事実はその場で起こったできごとであり、客観的に捉えることのできるもの。つまり誰が見ても一応は同じになります。

一方、真実はそこに関わった当事者の目を通すことによって、主観的に捉えたもの。つまり、人によって異なる可能性が大いにあるのです。

例えば、あなたの友人のAさんが「Bさんってすごく嫌な人なの。この前、すれ違った時にあいさつをしても無視をされたんだよ。最低だよね」と言ったとします。

この場合、事実は「AさんはBさんにあいさつをしたが、Bさんは反応しなかった」ということになるでしょう。

これに対し、AさんはBさんが「故意に無視をした」と捉えています。こちらはAさんの主観が入った、Aさんにとっての真実です。さらに、Bさんは最低だと結論づけています。

Bさんとも仲の良いあなたは、後日Bさんにこのことを伝えます。するとBさんは「え?あいさつしてくれてたの?気づかなかった」と言うではありませんか。

Bさんにとっての真実は「あいさつされたけど全く気づかなかった」ただそれだけのことだったのです。

事実と真実は違う、お分かりいただけましたでしょうか?

 

苦しくてたまらないけど、読んでしまう

この「真実は人によって異なる」というフレーズ。これ自体はそんなに目新しいものではありません。

わたし自身、これまでにいくつかの物語(本や映画など)で見聞きしたことがあり、この言葉の意味を理解していると思っていました。「そりゃ、立場によって意見は変わるよね〜」と。

そこに「その理解、浅はかにもほどがありますよ」と、目の前にグサッと突きつけてきたのが「流浪の月(凪良 ゆう著)」です。

読んでいるあいだ中、ずっと心が痛かったです。その痛みは、主人公の心の傷でもあり、自分自身の無知に対する恥でもあります。

「流浪の月」のメインキャラクターは、更紗(さらさ)と文(ふみ)。

更紗は自分を大切にしてくれる両親が大好きです。お父さんもお母さんも、世間の常識からすると少し変わっているところがありますが、3人で幸せに暮らしていました。

しかし、訳あって両親と離れ、叔母の家族と一緒に暮らすことになります。新しい環境で生活するうちに、更紗は「家族と共有していた自分の価値観が、どうやら他の人にとっては受け入れ難いものらしい」と気がつきます。

そして、周りとの摩擦を避けるために、家でも学校でも本当の自分を、文字通り殺して生活するようになります。

そんな中、更紗はある日、誰もいない公園で文に声をかけられます。文は頻繁にその公園で小学生たちを見ていることから「ロリコンなのでは?」と近所でウワサになっている大学生です。

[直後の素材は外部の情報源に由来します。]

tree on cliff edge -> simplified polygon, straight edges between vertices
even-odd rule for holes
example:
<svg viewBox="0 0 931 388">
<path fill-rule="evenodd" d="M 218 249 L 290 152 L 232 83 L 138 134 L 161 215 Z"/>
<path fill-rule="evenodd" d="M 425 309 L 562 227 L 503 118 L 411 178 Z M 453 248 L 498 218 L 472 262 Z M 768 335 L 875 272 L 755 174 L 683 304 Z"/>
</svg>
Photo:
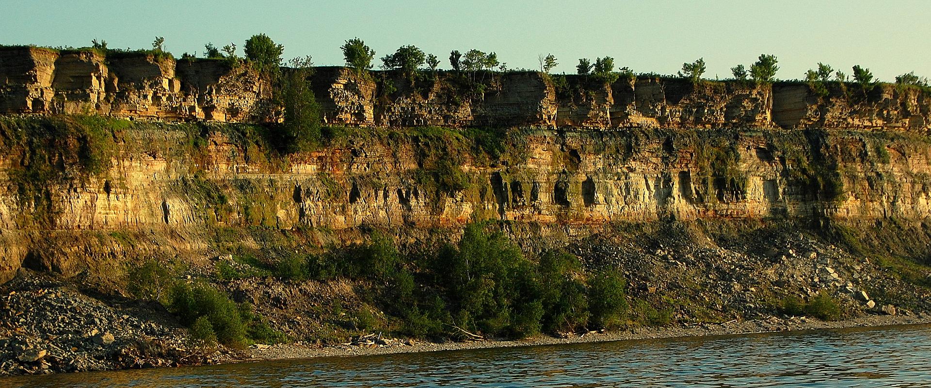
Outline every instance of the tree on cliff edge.
<svg viewBox="0 0 931 388">
<path fill-rule="evenodd" d="M 284 108 L 280 147 L 286 153 L 313 148 L 320 141 L 319 107 L 308 77 L 313 72 L 309 56 L 288 61 L 280 77 L 280 103 Z"/>
<path fill-rule="evenodd" d="M 426 56 L 416 46 L 401 46 L 394 54 L 382 58 L 385 69 L 398 69 L 411 76 L 417 68 L 424 65 Z"/>
<path fill-rule="evenodd" d="M 260 72 L 273 73 L 277 71 L 284 49 L 284 46 L 276 45 L 272 38 L 264 33 L 252 35 L 246 40 L 246 58 Z"/>
<path fill-rule="evenodd" d="M 760 54 L 758 60 L 750 65 L 750 77 L 756 82 L 773 82 L 779 66 L 775 55 Z"/>
<path fill-rule="evenodd" d="M 343 57 L 346 60 L 346 66 L 353 67 L 359 72 L 371 69 L 371 60 L 375 58 L 375 50 L 366 46 L 362 39 L 349 39 L 340 48 L 343 49 Z"/>
</svg>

更紗はそのことを知っていながら「今の生活から逃げ出せるなら」と自らの意志で文について行きます。そこから更紗と文の2人の生活が始まります。

その生活は更紗にとって、叔母の家のそれよりも安心で穏やかなものでした。しかし、この生活は長くは続きません。幼女誘拐事件として世間に知られ、文は逮捕されてしまうのです。

ここまでがこの物語の導入です。続いて更紗のその後の生活が描かれます。

更紗が真実を懸命に語るほどに「洗脳されてしまったかわいそうな子」と周囲は判断します。更紗はいつしかそれに慣れてしまい、説明しようともしなくなります。誰もが善意でもって、更紗の真実を受け入れないのです。

これだけでも読むのが苦しくてたまらないのですが、小説の最後には、読者にとって想像もできなかった文の側から見た真実が明らかになります。

 

「本当のこと」は想像の範囲外にある

本を最後まで読み終わった時、わたしはこう思いました。

「わたしがわたしである限り、誰かのことを100%理解するなんて不可能なのだ」。

「あの人はきっとこう思っているのだろう」「こうしたら喜んでくれるだろう」「なんであの人はこうしないんだ!絶対こうした方がいいに決まってるのに!」こんな風に日常で思うこと、多々あります。

でも、これは所詮、わたしの脳みそで想像できる範囲内でジャッジしたことなのです。相手にとっては全くの見当違いかもしれません。

このことに気づいてしまった時、どんな風に人とコミュニケーションをとっていいか分からなくなってしまいそうなほど混乱しました。

「相手のことを考えて声をかけてきたのに、その考えがそもそも間違っている可能性があるんだったら、どう会話すればいいの?」と。

でも、誰ともコミュニケーションを取らない訳にはいきません。「人の気持ちなんていくら考えても無駄なんだから」と、相手への配慮を一切行わないというのも、これまた違う気がします。

今の所の最善策は、相手のことを思いやった上で、「もし違ってたらごめんね」という、押し付けないスタンスでいるというものです。これからゆっくり自分にとって納得のいく方法を見つけたいと思います。